Elizabeth Chan, a British Chinese actress, says acting has offered an insight into how society sees Chinese women, calling parts on offer to her “massively stereotypical”.

Asian guys sleeping with white girls why dating
It’s as if the Chinese are so foreign it doesn't count.
In the UK, Sherry Fang, a 26-year-old British Chinese student, tells me she's had strangers say to her “you look just like his ex, she was also Chinese”, and argues it would be wholly inappropriate if she were black or Indian.
Take the 25th anniversary revival of Miss Saigon in the West End.
The tale of the tragic love story between a young Vietnamese woman and an American soldier paints a heartbroken and helpless image of Miss Saigon that remains one of the most poignant and visible depictions of Far Eastern women in popular culture.

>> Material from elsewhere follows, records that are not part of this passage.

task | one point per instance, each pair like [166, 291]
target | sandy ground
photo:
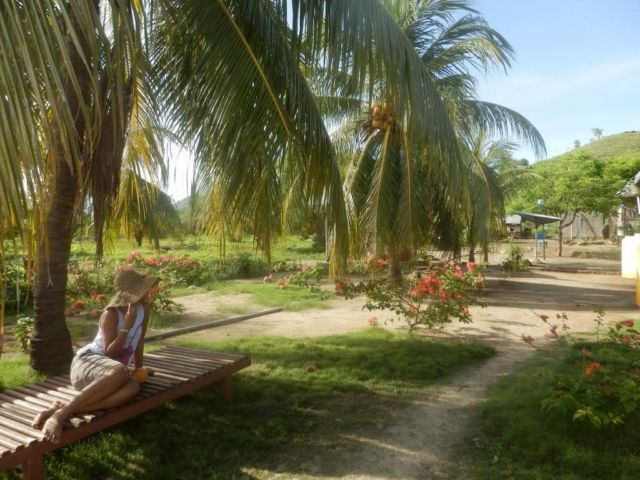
[428, 439]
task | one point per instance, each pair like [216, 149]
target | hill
[622, 146]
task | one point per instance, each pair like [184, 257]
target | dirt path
[428, 439]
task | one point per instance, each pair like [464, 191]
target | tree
[402, 190]
[227, 77]
[572, 184]
[143, 210]
[498, 176]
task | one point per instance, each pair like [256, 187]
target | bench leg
[226, 388]
[33, 469]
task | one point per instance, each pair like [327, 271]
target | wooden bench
[178, 371]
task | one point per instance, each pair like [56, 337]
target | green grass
[522, 443]
[15, 371]
[292, 298]
[290, 247]
[301, 398]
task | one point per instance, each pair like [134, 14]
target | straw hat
[131, 286]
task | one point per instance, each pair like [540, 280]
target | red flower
[591, 368]
[77, 306]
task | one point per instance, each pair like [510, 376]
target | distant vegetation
[586, 179]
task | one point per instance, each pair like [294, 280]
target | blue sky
[576, 67]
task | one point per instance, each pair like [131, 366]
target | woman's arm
[138, 356]
[114, 340]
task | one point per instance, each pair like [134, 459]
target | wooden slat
[16, 409]
[22, 402]
[10, 444]
[176, 368]
[168, 366]
[45, 393]
[184, 363]
[69, 390]
[17, 436]
[191, 360]
[19, 426]
[61, 383]
[233, 357]
[177, 373]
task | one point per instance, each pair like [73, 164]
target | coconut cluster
[381, 115]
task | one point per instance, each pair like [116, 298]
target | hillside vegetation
[614, 147]
[584, 179]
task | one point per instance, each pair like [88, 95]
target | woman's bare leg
[125, 394]
[95, 392]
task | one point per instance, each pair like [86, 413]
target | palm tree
[495, 178]
[143, 210]
[402, 190]
[229, 76]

She tells me how she was instantly associated with being quiet, analytical and nice when she started working in London, and describes fighting for opportunities to speak and chair meetings.
“It took me a long time to get over that," she says.
One acquaintance told me in wonderment that Chinese women are great in the bedroom – as if I wasn't one – to being casually asked if I’d be interested in a guy “who has been with Chinese girls and likes it”.
I’ve been left puzzled by the insensitivity, and the lack of awareness that such comments may cause offence.
She notes the sexy Geishas, femme fatales and Kung Fu fighting seductresses in place of what she calls “ethnically neutral roles”.
In the BBC’s official response to BEA’s letter, it stated its commitments to diversity (in a rather patronising, verbose manner). But Asian women are understandably in a rush to change the status quo.
A quick browse on the Internet for “yellow fever fetishes” brings up a host of websites, articles and videos, mostly from the US, that express humour, distaste and offence at the sexualised objectification of East Asian women, with some equating yellow fever to racism rooted in colonial ideas of power and submission.